The Greek philosopher Epicurus also cared a great deal about happiness. Yet his views differed greatly from
Aristotle’s. He believed that the good life is by definition oriented toward hedonism, maximizing pleasurable
experiences and minimizing pain and discomfort (Wilson, 2015).

Epicurus firmly held that pleasure is the only intrinsically good thing and that pain is the only intrinsically bad thing
on earth. In Epicurus’s books, a good life is one that is filled with as much pleasure, delight, and ecstasy as possible
and relatively free from pain or distress (Wilson, 2015).

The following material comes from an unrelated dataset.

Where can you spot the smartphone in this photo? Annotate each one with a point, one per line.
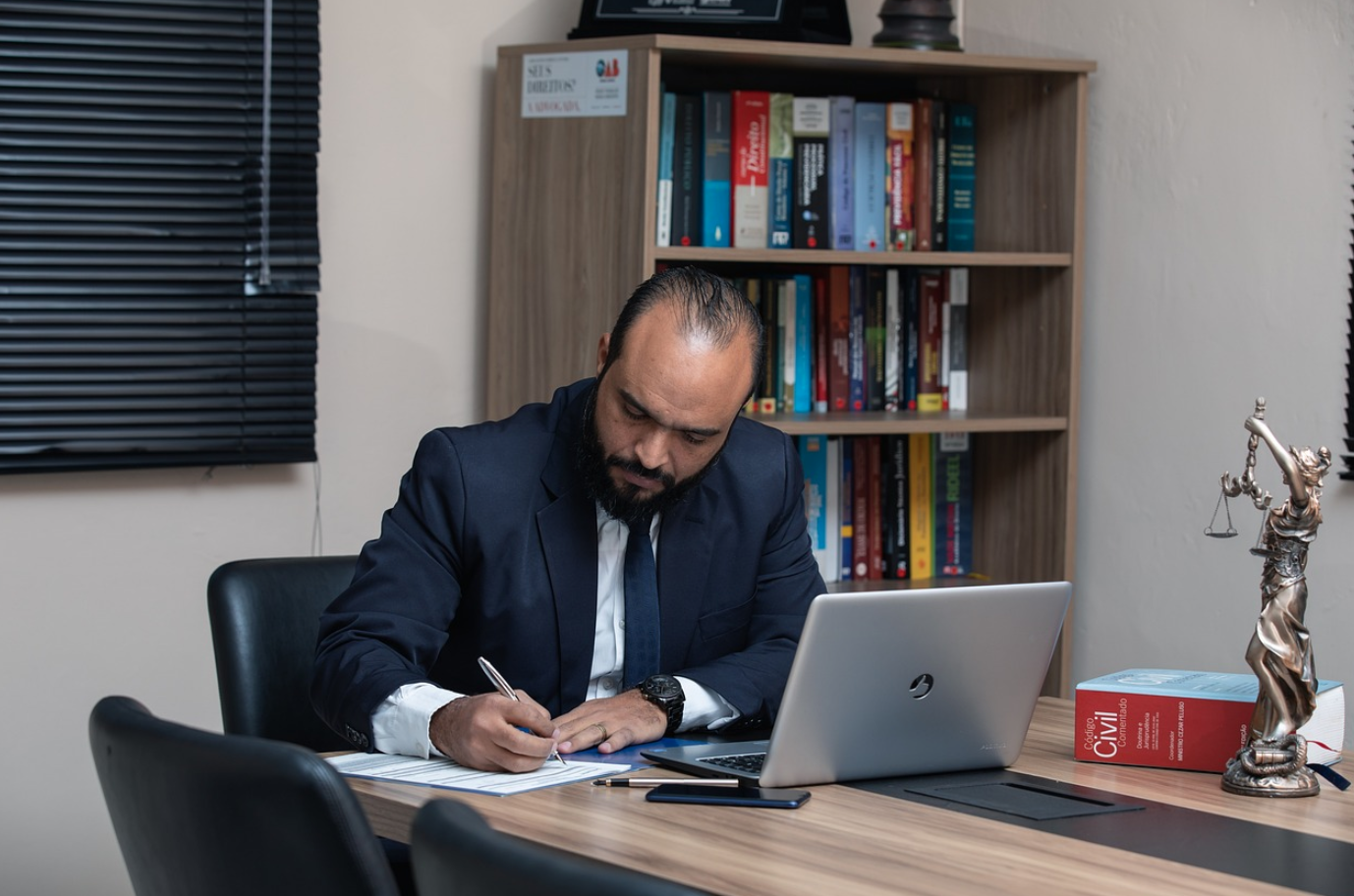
(705, 793)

Henderson et al. (2013, as cited in Jenkins et al. 2022, p. 2) have shown that hedonic wellbeing “is associated with
increased positive affect, vitality, and life satisfaction, and that hedonic-oriented (i.e., pleasure-seeking) behaviors
are associated with reductions in negative affect, depression, and stress.”

Human flourishing

Seligman (2011) and Peterson et al. (2005) similarly argue that eudemonia should not just entail identifying our
unique virtues and developing them. Crucially, we also have to put these strengths to work for the greater good and
the welfare of humanity at large.
At the face of it, then, eudaimonics in the Aristotelian vein seem to make more sensible choices for flourishing in the
long run than do hedonists. However, it is important to note that lives completely devoid of hedonic pleasures are
also not worth living.

Such lives become sterile, frigid, and joyless. Anhedonia is not a condition anyone wishes to aspire to. Schotanus-
Dijkstra et al. (2016) found that people who truly flourish have high levels of both eudaimonic and hedonic
wellbeing.

Flow

Flow theory is another important concept in this context. First named by Csíkszentmihályi in 1975, flow can be a
highly energizing, pleasurable, even ecstatic state, too (Csíkszentmihályi, 1990). We can experience moments of joy
and delight not just from hedonistic sensual pleasures such as sex, drink, and food, but also from skillful activities
that require high concentration and that are associated with long-term flourishing.